Have you ever been in a situation where you were feeling down? (Everyone raising their hands). Maybe it was from being passed over for a job promotion, your last child going off to college, or because someone drank the last glass of wine on a night when you really needed a glass of wine.
How does it make you feel when you’re explaining to someone how you feel and they respond with “It’s ok – be happy!”. Great – now I am not only feeling down, but I am also feeling angry!
That’s because positivity is not always a good thing.
Sometimes what someone really needs to hear is that their feelings are valid. Only after validation and allowing the other person to share their experience is it appropriate to shift the conversation in a positive way.
What is Toxic Positivity?
Toxic positivity is the notion that individuals should maintain a positive outlook no matter how challenging or tough a situation is. While being optimistic and thinking positively can be beneficial, toxic positivity dismisses all difficult emotions in favor of a cheerful and often insincere façade. You may do this to yourself, as well.
Having a positive perspective on life is beneficial for your mental well-being. However, life isn’t always positive. We all encounter painful emotions and experiences. Although often unpleasant, these emotions need to be felt and addressed openly and honestly to achieve better psychological health.
If you find yourself using Toxic Positivity by suppressing your real emotions, here are some tips to help you address those moments in a healthy manner.
What does Toxic Positivity sound like?
Note: Toxic positivity doesn’t only come from others. We can exhibit this harmful habit upon ourselves as well. All the statements below are well intended. Learn how to use them at the right time.
- “Ohhh Don’t cry – you’re going to make me cry too!” Did you know – when you
cry the stress hormone, cortisol, is released through your tears? That is why
people generally feel better after crying. So let them cry! - “Look on the bright side.”
- “You shouldn’t feel that way.”
- “Stop – its going to be fine!”
- “Everything happens for a reason.”
Healthy, Non-Toxic Responses when helping others:
- I am listening.
- I am here no matter what.
- That must be hard.
- How can I help?
- I can understand why you would feel that way.
- Say nothing but nod your head as acceptance of their feelings.
- I am sorry to hear that.
How to handle Toxic Positivity from Others
Not everyone realizes that their optimism can be harmful.
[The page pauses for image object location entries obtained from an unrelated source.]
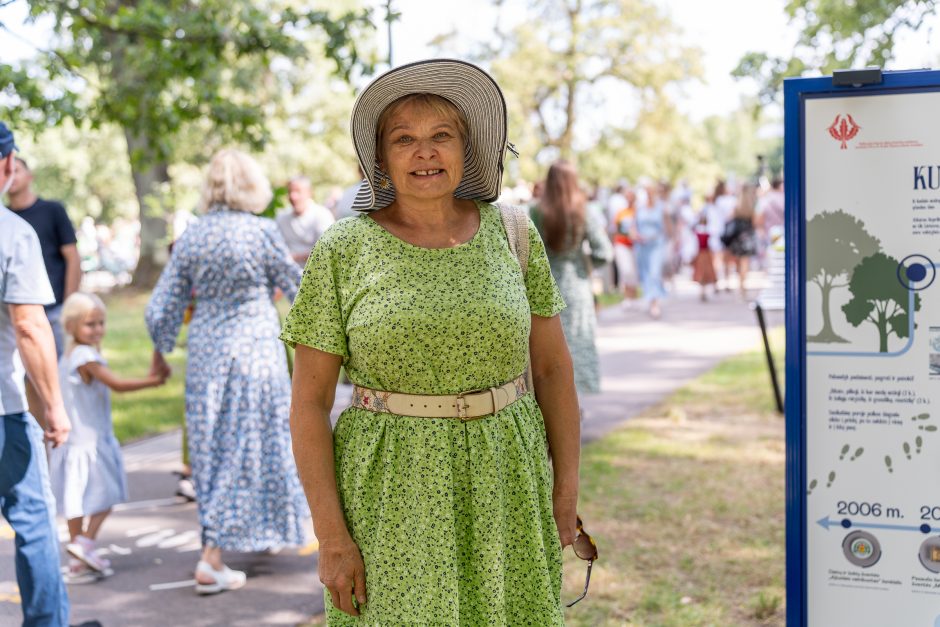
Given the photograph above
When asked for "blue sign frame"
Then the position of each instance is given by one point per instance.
(796, 92)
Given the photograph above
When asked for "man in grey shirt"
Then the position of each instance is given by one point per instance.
(305, 222)
(27, 347)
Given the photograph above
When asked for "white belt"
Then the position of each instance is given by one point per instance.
(464, 406)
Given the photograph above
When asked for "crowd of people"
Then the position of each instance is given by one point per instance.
(466, 325)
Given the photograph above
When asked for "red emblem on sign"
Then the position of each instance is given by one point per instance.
(843, 129)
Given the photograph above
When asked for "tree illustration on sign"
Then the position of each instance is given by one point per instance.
(879, 297)
(835, 244)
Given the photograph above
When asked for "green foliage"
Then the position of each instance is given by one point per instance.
(836, 34)
(84, 168)
(879, 297)
(836, 242)
(662, 144)
(160, 70)
(553, 64)
(153, 66)
(128, 349)
(735, 142)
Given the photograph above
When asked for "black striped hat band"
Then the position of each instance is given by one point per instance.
(471, 90)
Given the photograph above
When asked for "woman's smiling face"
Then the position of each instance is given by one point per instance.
(422, 151)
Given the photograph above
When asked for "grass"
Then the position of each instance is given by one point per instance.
(687, 505)
(686, 501)
(128, 349)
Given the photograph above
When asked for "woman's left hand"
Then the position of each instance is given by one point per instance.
(565, 510)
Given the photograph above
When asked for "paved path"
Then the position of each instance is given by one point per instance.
(154, 539)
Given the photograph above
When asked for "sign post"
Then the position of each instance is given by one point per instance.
(863, 350)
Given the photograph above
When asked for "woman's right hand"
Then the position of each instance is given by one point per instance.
(343, 573)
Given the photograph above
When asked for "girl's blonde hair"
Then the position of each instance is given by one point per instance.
(75, 308)
(235, 179)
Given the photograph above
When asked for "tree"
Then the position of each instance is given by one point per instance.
(835, 34)
(879, 297)
(557, 64)
(737, 138)
(155, 68)
(663, 144)
(836, 243)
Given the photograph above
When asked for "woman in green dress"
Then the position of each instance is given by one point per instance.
(434, 500)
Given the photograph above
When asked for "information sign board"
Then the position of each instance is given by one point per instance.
(863, 351)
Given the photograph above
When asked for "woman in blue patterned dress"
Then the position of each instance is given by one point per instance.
(237, 384)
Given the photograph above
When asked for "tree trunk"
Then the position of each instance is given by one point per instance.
(882, 325)
(149, 173)
(826, 335)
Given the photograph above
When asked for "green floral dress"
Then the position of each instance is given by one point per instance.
(454, 520)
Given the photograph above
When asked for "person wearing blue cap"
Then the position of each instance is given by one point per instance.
(58, 241)
(27, 347)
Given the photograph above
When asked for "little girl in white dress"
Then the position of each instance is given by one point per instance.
(87, 472)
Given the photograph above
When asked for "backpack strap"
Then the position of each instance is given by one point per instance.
(516, 224)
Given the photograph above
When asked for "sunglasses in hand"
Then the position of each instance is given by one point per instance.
(585, 548)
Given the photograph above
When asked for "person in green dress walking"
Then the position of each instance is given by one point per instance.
(433, 499)
(577, 242)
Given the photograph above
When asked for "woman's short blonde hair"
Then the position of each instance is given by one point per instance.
(76, 307)
(235, 179)
(432, 102)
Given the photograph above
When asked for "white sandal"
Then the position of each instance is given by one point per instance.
(225, 579)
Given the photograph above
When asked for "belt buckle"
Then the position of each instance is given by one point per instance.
(463, 406)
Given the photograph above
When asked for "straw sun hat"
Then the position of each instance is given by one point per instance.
(471, 90)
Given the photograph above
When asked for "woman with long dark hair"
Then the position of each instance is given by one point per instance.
(576, 242)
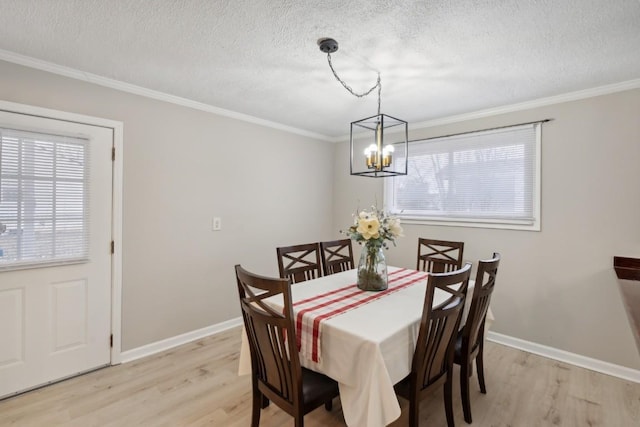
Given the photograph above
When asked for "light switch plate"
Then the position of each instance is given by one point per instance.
(216, 224)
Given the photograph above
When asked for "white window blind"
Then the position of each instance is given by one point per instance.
(484, 178)
(44, 218)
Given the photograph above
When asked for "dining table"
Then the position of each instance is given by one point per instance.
(364, 340)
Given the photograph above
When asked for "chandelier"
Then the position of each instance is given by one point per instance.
(377, 161)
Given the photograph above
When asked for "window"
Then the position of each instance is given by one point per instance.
(487, 178)
(43, 199)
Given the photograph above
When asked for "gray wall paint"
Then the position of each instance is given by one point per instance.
(555, 287)
(181, 168)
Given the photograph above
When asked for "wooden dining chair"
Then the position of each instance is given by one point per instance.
(299, 262)
(433, 357)
(337, 256)
(275, 364)
(470, 340)
(439, 256)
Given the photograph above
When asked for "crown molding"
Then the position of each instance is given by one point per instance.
(38, 64)
(542, 102)
(28, 61)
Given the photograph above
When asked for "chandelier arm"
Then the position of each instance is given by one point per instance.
(347, 87)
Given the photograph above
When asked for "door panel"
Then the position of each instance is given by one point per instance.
(55, 321)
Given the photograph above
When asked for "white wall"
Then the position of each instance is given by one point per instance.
(181, 168)
(555, 287)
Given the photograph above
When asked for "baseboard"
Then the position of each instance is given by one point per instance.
(567, 357)
(157, 347)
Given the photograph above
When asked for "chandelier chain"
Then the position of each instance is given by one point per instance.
(351, 91)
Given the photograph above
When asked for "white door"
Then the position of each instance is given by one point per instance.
(55, 319)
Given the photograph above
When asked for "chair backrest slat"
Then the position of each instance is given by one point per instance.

We generally share things with people we know well and in that case, you know what to expect from them. If you expect them to interrupt, try to fix it or try to make you feel better with the “well intended” but toxic statements – start the conversation by telling them what you need; for them to listen and not try to fix it. This works well in intimate relationships.
When is it ok to bring in the Positivity?
Timing is everything. Knowing what to say and when to say it is a skill. At first – just listen and validate. Allow as much time to pass as needed for them to share the story and for you to validate. When you sense they are starting to feel better because of your amazing listening skills – test a bit of positivity to see if it lands. If it does – keep going. If not – draw it back.
Being mindful of Toxic Positivity will lead to a better relationship with yourself and others. Restock the wine – raise your glass and cheers to building better and stronger relationships!